The final chapter of Ingres's work is in religious and allegorical painting. In the Oath of Louis XIII, we see the influence of Roman Baroque painting, as the statue of Mary in front of the kneeling king is covered over by a cloud: angels draw back a theatrical curtain to reveal the Virgin and child receiving Louis XIII's offer of crown and scepter. Ingres gives tribute to Raphael's The School of Athens in his Apotheosis of Homer (1827). The Greek poet is seated like Zeus in front of the Parthenon, crowned with laurels by an angel and handed a harp (not unlike the one in the hands of Achilles in his Prix de Rome painting). His students cluster around him in the midground, while in the foreground later writers come to give homage to their illustrious ancestor. On the left, Dante hopes for an autograph, with a copy of his Divine Comedy in his hands and the arm of Virgil lovingly around his shoulders. On the right, Racine and Corneille offer the mask of tragedy, while beneath them Molière is writing something with a wry smile on his face.
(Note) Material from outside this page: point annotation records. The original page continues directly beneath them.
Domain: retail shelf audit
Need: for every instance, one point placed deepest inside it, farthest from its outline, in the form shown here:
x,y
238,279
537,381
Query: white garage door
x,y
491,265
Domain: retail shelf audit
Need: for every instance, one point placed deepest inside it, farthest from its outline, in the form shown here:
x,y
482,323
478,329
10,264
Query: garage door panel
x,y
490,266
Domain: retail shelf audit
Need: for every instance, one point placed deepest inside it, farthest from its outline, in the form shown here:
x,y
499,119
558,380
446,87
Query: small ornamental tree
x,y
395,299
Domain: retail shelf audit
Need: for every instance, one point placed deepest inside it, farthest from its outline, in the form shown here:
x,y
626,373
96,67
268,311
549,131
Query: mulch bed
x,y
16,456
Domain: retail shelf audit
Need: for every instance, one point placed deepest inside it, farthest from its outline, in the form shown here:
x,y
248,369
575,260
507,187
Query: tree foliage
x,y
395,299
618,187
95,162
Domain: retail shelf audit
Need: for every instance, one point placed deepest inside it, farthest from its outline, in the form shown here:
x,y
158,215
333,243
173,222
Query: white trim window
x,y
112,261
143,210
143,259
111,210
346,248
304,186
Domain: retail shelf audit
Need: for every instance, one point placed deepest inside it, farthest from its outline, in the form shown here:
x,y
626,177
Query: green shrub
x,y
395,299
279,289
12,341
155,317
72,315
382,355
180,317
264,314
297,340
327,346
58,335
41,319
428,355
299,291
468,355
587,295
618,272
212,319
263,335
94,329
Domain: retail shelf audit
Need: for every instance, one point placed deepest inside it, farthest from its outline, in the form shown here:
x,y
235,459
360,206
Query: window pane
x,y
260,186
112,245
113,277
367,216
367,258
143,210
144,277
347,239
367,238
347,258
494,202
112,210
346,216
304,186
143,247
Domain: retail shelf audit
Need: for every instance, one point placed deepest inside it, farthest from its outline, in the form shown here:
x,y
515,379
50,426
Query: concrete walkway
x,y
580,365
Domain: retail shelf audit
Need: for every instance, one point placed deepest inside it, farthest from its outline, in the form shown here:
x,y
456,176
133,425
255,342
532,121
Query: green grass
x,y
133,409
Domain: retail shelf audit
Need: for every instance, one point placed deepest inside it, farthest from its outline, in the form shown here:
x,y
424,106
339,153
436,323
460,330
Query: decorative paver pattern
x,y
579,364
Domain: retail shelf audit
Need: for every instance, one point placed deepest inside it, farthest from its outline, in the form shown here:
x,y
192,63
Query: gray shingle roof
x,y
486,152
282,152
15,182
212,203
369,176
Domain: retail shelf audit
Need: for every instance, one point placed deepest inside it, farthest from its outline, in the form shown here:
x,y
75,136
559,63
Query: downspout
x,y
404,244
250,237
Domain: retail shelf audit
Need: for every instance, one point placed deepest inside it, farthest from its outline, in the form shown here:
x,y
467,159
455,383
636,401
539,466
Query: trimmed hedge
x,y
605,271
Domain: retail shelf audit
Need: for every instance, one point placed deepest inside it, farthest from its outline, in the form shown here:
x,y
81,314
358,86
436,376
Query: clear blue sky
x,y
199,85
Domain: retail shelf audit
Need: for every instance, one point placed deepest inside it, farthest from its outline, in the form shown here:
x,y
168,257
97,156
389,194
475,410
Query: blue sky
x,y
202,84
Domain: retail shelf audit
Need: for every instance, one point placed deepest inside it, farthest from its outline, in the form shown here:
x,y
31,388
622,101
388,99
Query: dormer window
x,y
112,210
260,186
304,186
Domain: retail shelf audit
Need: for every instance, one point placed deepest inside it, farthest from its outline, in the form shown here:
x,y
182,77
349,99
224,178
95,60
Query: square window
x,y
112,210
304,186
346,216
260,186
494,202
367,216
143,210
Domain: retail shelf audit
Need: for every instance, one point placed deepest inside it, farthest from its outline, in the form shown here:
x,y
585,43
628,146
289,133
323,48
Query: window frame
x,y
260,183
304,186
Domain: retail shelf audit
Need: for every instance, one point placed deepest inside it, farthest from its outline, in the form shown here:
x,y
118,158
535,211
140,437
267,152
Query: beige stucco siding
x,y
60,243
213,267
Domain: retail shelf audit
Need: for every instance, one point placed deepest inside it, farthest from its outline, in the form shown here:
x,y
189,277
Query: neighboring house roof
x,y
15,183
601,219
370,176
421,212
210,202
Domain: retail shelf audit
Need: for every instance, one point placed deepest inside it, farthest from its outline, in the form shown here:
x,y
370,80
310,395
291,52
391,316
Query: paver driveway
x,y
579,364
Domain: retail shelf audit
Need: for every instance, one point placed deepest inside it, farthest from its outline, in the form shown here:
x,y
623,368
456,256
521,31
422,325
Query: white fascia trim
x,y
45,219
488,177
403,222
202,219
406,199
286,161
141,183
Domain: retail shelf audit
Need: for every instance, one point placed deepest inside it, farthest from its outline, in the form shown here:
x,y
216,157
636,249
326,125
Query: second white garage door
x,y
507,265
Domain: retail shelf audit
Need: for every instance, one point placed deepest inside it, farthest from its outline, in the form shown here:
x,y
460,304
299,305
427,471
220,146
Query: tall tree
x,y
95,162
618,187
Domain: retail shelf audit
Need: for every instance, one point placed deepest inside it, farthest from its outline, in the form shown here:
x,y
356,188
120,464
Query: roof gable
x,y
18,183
In a series of paintings of the Virgin Mary, the model appears to have been the same woman, perhaps his wife, Madeleine. In the sweet Virgin Adoring the Sleeping Jesus (c. 1839, owned privately in New York), Mary looks down with the joy that every parent feels when looking upon a sleeping baby. Ingres used the same pose in his Virgin with a Blue Veil and the odd Virgin Adoring the Host, where Mary casts the same joyful look upon her son, but this time in the guise of the Eucharistic bread. The theme of parent and child, so wistful for Ingres, appears again in Jésus au milieu des docteurs, in which Mary and Joseph call out from the right side to their precocious son, whose revelatory teaching in the temple has scattered books in Hebrew all over the floor in front of him.
As a musician, I have always loved Ingres for his connections with musicians of his age. In this exhibit, there are several portraits, mostly drawings, of musicians who visited Ingres in Rome: Cherubini, the violinists Paganini and Pierre Baillot, the dashing young Liszt, and a young Charles Gounod, seated at the piano with a score of Mozart's Don Giovanni in front of him. The curators are even displaying, in a case, Ingres's own violin, on loan from the museum in Montauban. Ingres was reportedly a virtuosically gifted violinist who was passionate about music. The fact that he played the violin so well while leading a career as a great painter has inspired the idiomatic French phrase, avoir un violon d'Ingres. As a French grandfather explained to his two adorable granddaughters next to me as we looked at Ingres's violin, it means to have a pasttime that one does well but that is completely unnecessary. With a smile, he added: "You will remember that, won't you?"
2 comments:
Ingre wasn't a bad composer, eh. Charles weren't we supposed to flip for this assignment?
Thank you for explaining violon d'Ingres. It has puzzled me for decades. And thanks for the review.